Yakama Manty Jones, a 2021 Amujae Leader from Sierra Leone described the Amujae Leadership program as life-changing, noting that what she learned is that women do support other women in a genuine way.
Madam Jones, a Sierra Leonean civil servant, said what she has learned through the Amujae Initiative is that you must choose your own space and stay your course, adding that the support system is what the program provides.
Further, Madam Jones explained that there are a lot of takeaways from the three days Forum in Monrovia, but one of those is a change journey and leadership journey, saying there’s a lot of space that women leaders can occupy, not necessarily in politics.

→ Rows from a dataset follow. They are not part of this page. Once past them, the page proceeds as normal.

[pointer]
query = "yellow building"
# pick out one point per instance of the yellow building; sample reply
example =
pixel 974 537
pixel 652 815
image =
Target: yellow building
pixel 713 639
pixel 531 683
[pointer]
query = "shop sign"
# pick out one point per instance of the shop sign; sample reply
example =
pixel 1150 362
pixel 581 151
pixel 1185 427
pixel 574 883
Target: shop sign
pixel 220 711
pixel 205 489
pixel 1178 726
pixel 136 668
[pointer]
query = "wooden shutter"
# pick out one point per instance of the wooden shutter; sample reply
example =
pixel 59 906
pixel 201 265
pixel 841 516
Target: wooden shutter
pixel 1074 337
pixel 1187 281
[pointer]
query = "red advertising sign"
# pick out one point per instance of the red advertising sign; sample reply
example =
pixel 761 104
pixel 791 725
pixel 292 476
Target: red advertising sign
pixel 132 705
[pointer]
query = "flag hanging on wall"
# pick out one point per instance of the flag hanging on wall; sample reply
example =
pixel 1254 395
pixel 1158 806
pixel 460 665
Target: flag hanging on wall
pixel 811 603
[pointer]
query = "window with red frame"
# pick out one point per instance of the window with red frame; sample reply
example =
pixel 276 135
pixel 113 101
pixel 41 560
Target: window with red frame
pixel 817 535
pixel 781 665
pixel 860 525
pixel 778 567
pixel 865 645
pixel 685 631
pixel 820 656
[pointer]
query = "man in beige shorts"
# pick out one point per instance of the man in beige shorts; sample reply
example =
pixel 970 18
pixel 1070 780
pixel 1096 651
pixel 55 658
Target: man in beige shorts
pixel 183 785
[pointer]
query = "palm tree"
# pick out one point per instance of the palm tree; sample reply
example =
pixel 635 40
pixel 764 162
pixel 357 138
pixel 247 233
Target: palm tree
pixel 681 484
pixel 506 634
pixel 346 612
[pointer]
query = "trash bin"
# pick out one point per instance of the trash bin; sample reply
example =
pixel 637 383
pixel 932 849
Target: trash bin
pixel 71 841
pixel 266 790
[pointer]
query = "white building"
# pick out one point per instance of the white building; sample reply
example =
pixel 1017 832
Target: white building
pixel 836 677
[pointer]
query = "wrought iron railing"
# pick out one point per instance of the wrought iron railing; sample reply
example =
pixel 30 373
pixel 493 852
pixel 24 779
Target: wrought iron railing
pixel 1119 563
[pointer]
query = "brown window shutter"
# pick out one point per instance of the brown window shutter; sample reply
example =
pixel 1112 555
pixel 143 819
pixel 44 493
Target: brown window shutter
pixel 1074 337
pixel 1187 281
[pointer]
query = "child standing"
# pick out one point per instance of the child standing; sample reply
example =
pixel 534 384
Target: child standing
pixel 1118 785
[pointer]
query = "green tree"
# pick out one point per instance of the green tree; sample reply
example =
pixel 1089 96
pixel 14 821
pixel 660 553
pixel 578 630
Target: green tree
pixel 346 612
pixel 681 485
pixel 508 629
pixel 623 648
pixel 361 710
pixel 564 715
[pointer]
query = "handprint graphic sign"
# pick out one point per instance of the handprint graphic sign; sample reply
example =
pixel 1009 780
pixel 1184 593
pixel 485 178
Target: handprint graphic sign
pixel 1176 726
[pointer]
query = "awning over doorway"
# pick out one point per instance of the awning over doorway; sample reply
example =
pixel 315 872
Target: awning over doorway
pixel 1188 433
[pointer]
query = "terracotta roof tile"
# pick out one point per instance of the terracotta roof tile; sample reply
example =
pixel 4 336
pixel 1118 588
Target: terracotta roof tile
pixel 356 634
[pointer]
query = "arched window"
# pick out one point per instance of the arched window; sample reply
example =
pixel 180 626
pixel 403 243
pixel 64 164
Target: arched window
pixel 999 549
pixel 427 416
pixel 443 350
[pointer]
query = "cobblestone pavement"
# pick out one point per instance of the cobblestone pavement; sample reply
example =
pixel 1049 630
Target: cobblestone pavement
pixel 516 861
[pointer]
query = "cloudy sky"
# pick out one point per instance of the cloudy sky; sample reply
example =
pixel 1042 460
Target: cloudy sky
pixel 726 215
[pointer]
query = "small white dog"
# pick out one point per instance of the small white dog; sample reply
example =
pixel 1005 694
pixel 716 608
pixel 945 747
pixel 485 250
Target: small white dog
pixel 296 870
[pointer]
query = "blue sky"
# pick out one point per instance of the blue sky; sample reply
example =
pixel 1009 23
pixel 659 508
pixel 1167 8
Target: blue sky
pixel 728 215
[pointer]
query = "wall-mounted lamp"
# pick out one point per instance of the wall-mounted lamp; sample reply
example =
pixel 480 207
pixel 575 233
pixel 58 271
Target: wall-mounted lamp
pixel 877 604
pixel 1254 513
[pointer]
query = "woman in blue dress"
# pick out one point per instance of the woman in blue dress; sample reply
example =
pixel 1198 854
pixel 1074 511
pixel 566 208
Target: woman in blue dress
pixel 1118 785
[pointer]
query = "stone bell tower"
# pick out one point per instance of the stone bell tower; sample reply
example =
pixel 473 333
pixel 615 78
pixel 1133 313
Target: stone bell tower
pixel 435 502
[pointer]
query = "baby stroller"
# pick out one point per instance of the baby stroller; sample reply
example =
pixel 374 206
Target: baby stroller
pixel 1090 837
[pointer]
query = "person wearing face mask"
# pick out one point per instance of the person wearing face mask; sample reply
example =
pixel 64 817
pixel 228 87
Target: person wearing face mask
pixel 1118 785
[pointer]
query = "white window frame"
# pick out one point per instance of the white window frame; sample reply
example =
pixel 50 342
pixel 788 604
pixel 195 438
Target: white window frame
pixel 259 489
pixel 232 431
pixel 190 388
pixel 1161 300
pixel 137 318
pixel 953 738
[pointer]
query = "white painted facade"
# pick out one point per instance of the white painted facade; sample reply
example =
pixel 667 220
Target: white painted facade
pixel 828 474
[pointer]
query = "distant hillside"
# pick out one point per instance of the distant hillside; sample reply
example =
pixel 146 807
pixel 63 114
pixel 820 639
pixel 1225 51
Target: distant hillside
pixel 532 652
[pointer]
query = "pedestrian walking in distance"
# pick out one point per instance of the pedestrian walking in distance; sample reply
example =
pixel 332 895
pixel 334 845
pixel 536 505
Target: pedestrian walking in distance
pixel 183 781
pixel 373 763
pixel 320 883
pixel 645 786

Madam Jones suggested that as Amujae Leader, you can bring women along as in different fields, not limited to politics, but there are a lot of tools that you can leverage because bringing other women along does not necessarily mean that one woman must succeed another woman in an office.
Women leaders from across the African continent ended the Amujae Forum on Sunday, hailing the great experiences they got through the program EJS Center.
The Amujae Initiative is the EJS Center’s flagship program which prepares women to excel in the highest echelons of public leadership and bring other women along.
Drawn from a diverse range of personal and professional backgrounds, the Amujae Leaders include members of parliament, a governor, a mayor, and several government ministers from 16 countries across Africa.
They were selected through a rigorous application process from hundreds of applicants and they each have a track record of demonstrable achievements in public life and a drive to uplift African women and girls.
This year’s forum was the first gathering of Amujae Leaders since the official launch on March 8, 2020, on the cusp of the COVID-19 pandemic.
Focused on the theme “Building Resilience,” the forum aimed to equip the Amujae Leaders with the tools to continue their leadership journeys through uncertain times and support their respective countries in rebuilding following COVID-19.
It also harnessed the power of these accomplished women leaders in advancing women’s leadership in Liberia and across the African continent.
During the forum which climaxed Sunday, Amujae Leaders shared their strategies for building resilience and encouraged each other to persevere in pursuing their goals.
In the press conference that followed the climax of the forum on Sunday, Liberia’s former President Mrs. Johnson – Sirleaf addressed the media alongside former U.S. Ambassador to Liberia and now EJS Presidential Foundation Board Chair Amb. Deborah Malac; and EJS Presidential Center Executive Director Dr. Ophelia Inez Weeks.
Sharing the platform with Mrs. Sirleaf also were Madam Yawa Hansen -Quao, a 2020 Amujae Leader from Ghana; Madam Fatoumatta Njai, 2021 Amujae Leader from The Gambia; Umra Omar, 2021 Amujae Leader from Kenya and Ghada Labib, 2021 Amujae Leader from Egypt.